Environmental and residential groups in Limerick say they will fight the decision by An Bord Pleanála to grant planning permission for a controversial development at the Irish Cement plant in the city.

The company has been given the green light to burn alternative waste such as used tyres and solvents at their factory in Mungret.

The Irish Cement factory is located in what was once a traditional industrial area on the outskirts of the city.

Today it is home to hundreds of families with three schools in close proximity to one another as well as local public amenities.

The decision by An Bord Pleanála to approve the switch from fossil fuels to alternative waste management has angered local residents.
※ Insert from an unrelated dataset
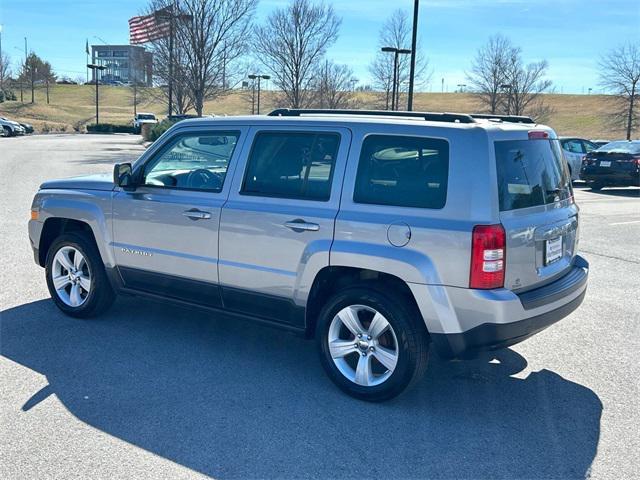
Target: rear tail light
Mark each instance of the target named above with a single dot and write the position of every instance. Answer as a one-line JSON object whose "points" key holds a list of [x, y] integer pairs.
{"points": [[488, 255], [635, 160]]}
Claire Keating is one of the organisers of the Limerick Against Pollution (LAP) campaign group.

She said a list of over 100 materials to be incinerated at the Mungret plant includes used tyres, plastics, waste animal tissue and fly ash and bottom ash.
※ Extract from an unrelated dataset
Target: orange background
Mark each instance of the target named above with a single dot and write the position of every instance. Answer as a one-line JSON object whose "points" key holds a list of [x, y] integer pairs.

Ms Keating said Irish Cement had eliminated 14 hazardous waste substances from that list.

Despite local opposition to the €10 million development, Limerick City and County Council gave the go ahead for the project in March 2017 subject to a number of conditions, including the granting of a licence by the Environmental Protection Agency.

Irish Cement said that replacing fossil fuels is standard practice throughout Europe and that the planning decision will reduce Co2 emissions and make the factory at Mungret more competitive and economically viable for the future.

An Bord Pleanála said the proposed development is in an established industrial area, but would not affect nearby residential amenities nor endanger public health.

Fianna Fáil Councillor James Collins said that apart from environmental concerns, there was a real threat to future job investment in the region as a result of the planning decision.

Campaigners are organising public meetings and protests in the coming weeks in their bid to have the planning decision overturned.

They have also launched a crowd funding initiative with a view to seeking a judicial review.